Assigning another filehandle to STDOUT, using binmode.

A

Adam Funk

No. By default it assumes (on Unix) binary input. You are reading and
writing a stream of bytes, not a stream of characters.

I think I get it. String literals and variables just contain strings
of bytes, and encoding is a consideration only for input and output
--- or is that only for output?

Now I'm surprised that the following dippy little tag-stripping
program, which is XML-unaware and has no settings whatever relating to
encoding, works.


#!/usr/bin/perl

use strict;
use warnings;

my ($file, $line, $i);

while (@ARGV) {
$file = shift(@ARGV);
open(F, "<", $file);
$i = 0;
while ($line = <F>) {
$i++;
chomp($line);
$line =~ s!<[^>]+>!*!g;
print($file . " > " . $line . "\n");
last if ($i > 11);
}
close(F);
}


When I run this over my UTF-8 XML files, I get correct-looking, mixed
Cyrillic and Roman output, with no warnings --- why?
 
P

Peter J. Holzer

I think I get it. String literals and variables just contain strings
of bytes,

No. Perl strings do not consist of bytes. Since there is no official
name for the thingies a perl string is made of, I'll just call them
"thingies".

On the most abstract level, about the only thing we know about these
thingies is that they are numbered: You get the number of the first
thingy in a string with ord() and you can create a string containing
only a single thingy with a specific number with chr(). The numbers
range from 0 .. 2**32-1.

What these thingies *mean* depends on your program. They might be
characters, they might be bytes of a graphics file, they might be
indexes, ... Perl mostly doesn't care.

Perl has two ways of storing strings: If all the thingies have numbers
below 256, the string can be stored as one thingy per byte. If this is
not the case, the thingies are encoded in UTF-8. Theoretically you
shouldn't know or care how perl stores a string.

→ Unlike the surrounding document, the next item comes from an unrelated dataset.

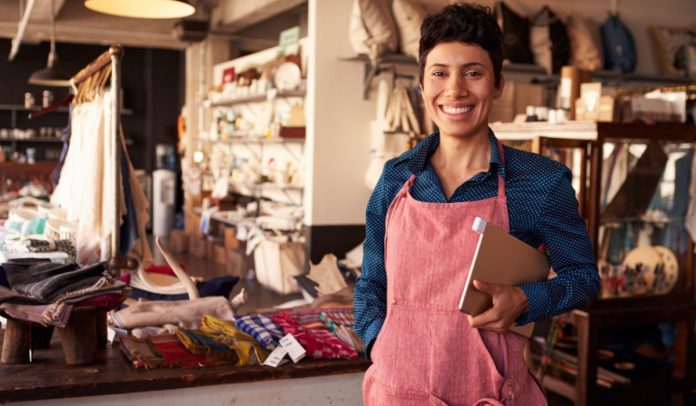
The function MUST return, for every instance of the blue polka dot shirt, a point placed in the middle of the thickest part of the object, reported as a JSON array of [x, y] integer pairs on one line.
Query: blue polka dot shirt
[[542, 208]]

In reality, Perl does assign some meaning to the type of the string. If
a string is utf8-encoded, Perl assumes that the thingies are really
Unicode-Codepoints. so "\x{FC}" matches /\w/ if it happens to be an
utf8-encoded string, but doesn't if it's a byte-encoded string (I'm
ignoring locales for now). For this reason the utf8-encoded strings are
often called "character strings" and the byte-encoded strings are called
"byte strings".

Since files consist of bytes, you can always only read bytes from a file
and write bytes to it. So when you read a file and want to treat it as a
series of characters instead of bytes, you have to "decode" it, and when
you have a character string which you want to write to a file, you have
to "encode" it. You can do that with the subs from the "Encode" module
or with I/O layers, and Modules written to deal with specific file
formats (like XML) do that automatically.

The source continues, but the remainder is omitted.